Unreal range of motion anim
Maya range of motion anim

Key each pose to each frame (53 total). Export animation to unreal. Convert animation to Pose asset. Name each line according to apple ArKit.
https://developer.apple.com/documentation/arkit/arfaceanchor/blendshapelocation
Morphing in a different face, the blendshapes still hold together well.
I had a large improvement in fps as seen in the lower right corner.
The first clip is straight Metahumans, the second clip is the converted blendshape setup.
I want to start by saying the release of metahumans is incredible, the detail they have achieved in their rigs are great.

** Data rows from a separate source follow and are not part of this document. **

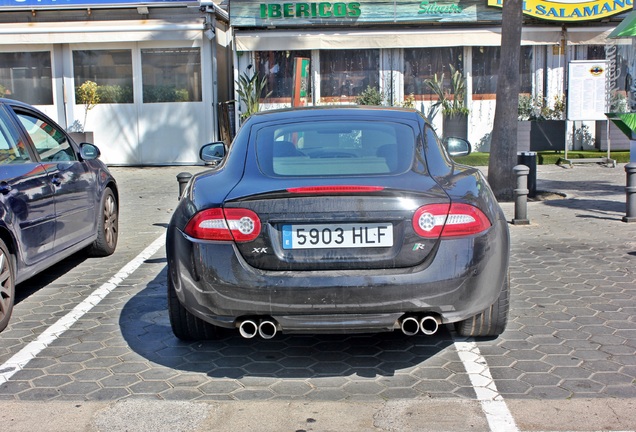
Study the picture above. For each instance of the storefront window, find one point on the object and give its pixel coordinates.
(344, 74)
(278, 67)
(486, 70)
(26, 76)
(111, 70)
(421, 64)
(171, 75)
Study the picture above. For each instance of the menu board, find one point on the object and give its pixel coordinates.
(587, 90)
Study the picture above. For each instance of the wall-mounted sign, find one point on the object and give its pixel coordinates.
(281, 13)
(75, 4)
(571, 10)
(277, 13)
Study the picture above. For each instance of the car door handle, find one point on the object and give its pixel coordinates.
(5, 188)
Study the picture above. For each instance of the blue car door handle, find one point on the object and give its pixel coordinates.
(5, 188)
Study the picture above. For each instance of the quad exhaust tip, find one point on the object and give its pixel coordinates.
(427, 324)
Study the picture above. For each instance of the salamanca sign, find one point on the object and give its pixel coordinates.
(571, 10)
(316, 13)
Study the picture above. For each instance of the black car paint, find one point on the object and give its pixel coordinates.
(220, 283)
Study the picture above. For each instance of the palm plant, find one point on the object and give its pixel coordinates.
(250, 90)
(451, 100)
(87, 95)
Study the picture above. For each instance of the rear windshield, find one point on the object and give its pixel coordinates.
(335, 148)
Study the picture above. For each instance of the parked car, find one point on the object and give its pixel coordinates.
(337, 220)
(56, 198)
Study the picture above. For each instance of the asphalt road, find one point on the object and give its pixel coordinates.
(89, 347)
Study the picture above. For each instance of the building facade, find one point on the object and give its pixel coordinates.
(397, 46)
(160, 70)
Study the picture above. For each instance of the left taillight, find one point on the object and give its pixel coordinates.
(232, 224)
(454, 220)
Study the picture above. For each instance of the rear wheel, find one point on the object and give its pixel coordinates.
(186, 326)
(107, 226)
(7, 285)
(492, 321)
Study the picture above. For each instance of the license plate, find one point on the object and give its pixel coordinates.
(337, 236)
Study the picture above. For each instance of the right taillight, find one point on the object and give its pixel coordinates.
(232, 224)
(444, 220)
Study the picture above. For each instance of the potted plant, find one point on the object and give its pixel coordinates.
(370, 96)
(452, 103)
(607, 133)
(541, 124)
(250, 90)
(87, 95)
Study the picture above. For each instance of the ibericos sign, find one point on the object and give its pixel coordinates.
(303, 13)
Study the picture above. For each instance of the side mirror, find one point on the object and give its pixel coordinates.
(457, 146)
(89, 151)
(213, 152)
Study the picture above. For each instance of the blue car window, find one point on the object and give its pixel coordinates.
(12, 149)
(50, 143)
(335, 148)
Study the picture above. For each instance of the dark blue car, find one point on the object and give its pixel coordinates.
(337, 220)
(56, 198)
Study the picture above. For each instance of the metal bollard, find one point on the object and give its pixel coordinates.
(521, 195)
(630, 191)
(183, 179)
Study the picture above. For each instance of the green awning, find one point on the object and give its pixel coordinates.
(626, 122)
(627, 28)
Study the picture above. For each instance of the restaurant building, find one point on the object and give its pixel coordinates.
(161, 68)
(397, 46)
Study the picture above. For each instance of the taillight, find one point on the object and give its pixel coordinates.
(232, 224)
(435, 220)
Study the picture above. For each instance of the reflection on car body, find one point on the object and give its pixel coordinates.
(56, 198)
(337, 220)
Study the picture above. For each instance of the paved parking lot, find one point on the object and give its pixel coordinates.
(566, 362)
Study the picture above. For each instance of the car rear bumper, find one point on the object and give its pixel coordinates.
(215, 283)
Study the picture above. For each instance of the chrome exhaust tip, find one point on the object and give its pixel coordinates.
(410, 326)
(429, 325)
(248, 329)
(267, 329)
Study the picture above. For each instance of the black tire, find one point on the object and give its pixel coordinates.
(107, 226)
(491, 322)
(184, 325)
(7, 285)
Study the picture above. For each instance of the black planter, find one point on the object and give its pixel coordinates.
(523, 135)
(456, 126)
(547, 135)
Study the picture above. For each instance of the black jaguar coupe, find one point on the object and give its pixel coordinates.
(337, 220)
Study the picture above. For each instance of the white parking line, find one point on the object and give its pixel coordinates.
(494, 407)
(31, 350)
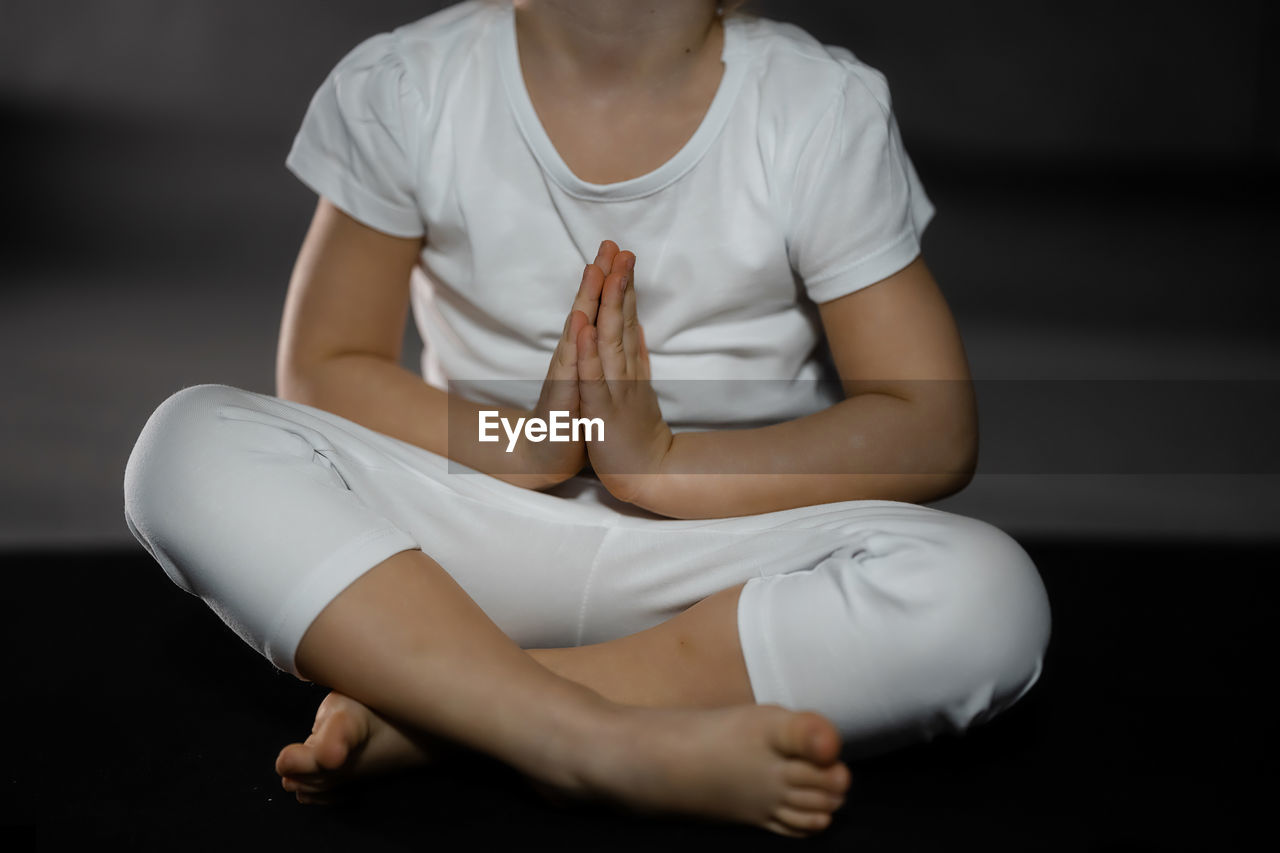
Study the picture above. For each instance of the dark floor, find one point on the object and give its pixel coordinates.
(156, 728)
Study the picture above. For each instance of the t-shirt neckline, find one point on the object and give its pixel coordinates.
(553, 164)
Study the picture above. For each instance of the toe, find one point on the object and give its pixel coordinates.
(801, 820)
(296, 760)
(803, 774)
(813, 799)
(810, 737)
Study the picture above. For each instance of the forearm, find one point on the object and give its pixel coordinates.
(871, 446)
(380, 395)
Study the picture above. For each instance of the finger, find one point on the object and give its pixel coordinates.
(592, 387)
(604, 256)
(608, 325)
(562, 377)
(630, 322)
(644, 370)
(588, 297)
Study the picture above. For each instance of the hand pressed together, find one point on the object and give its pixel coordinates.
(600, 369)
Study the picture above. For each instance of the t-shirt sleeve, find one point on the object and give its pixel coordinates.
(858, 209)
(356, 142)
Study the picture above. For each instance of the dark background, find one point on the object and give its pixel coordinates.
(1105, 174)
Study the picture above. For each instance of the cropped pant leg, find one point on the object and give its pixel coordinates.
(269, 509)
(894, 620)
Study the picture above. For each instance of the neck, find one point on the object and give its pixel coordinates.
(612, 42)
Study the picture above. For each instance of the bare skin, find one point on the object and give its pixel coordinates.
(406, 639)
(690, 661)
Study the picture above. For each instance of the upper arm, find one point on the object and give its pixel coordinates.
(348, 293)
(899, 337)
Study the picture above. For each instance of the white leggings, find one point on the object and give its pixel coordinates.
(891, 619)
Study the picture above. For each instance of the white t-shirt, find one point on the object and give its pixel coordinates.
(794, 191)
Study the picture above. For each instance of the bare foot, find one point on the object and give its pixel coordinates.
(347, 742)
(759, 765)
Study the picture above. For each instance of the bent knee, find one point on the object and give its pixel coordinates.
(995, 623)
(173, 448)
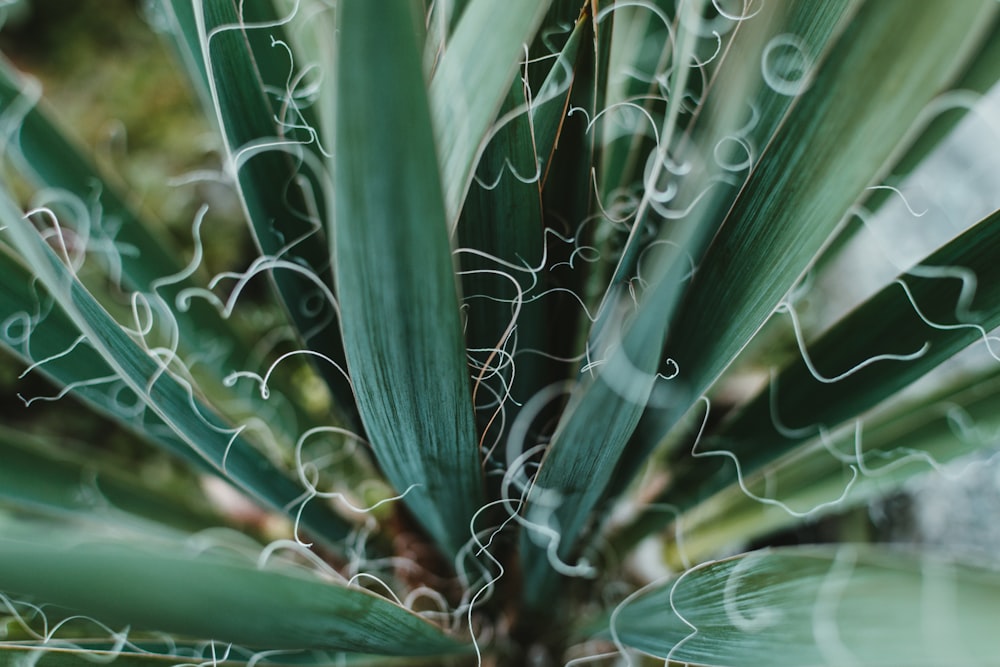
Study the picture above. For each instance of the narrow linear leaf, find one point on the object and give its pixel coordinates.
(278, 168)
(929, 314)
(40, 477)
(394, 275)
(818, 606)
(195, 424)
(603, 411)
(816, 479)
(207, 595)
(830, 146)
(137, 258)
(501, 227)
(467, 89)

Using a bone facial system is great for rotating vertices around curved volumes.
I've been wanting to learn more about facial blendshape work and the metahumans release has been a boon. Unfortunately, for my uses 12 skin influences, 397-713 joints, and 669 blendshapes is too heavy for me.
I converted the metahumans bone rig shapes and rebuilt the logic and combinations solely as a blendshape rig (using bones for the eyes alone). I was getting around 16 fps in maya using metahumans and around 80-100 in maya using the blendshape rig. In this setup 262 blendshapes and 9 bones were used.
ArKit is easier than I expected to use. You can use any custom head setup by exporting a ROM animation, following apples blendshape guide, and creating a Pose Asset from the animation and labeling each frame to the corresponding pose.
***To be clear, this is a rebuild of the metahumans bone rig to a pure blendshape rig. The model, hair, textures, and shapes are all from metahumans, the materials are as well (the face material is adjusted to make the blend masks work with my custom rig).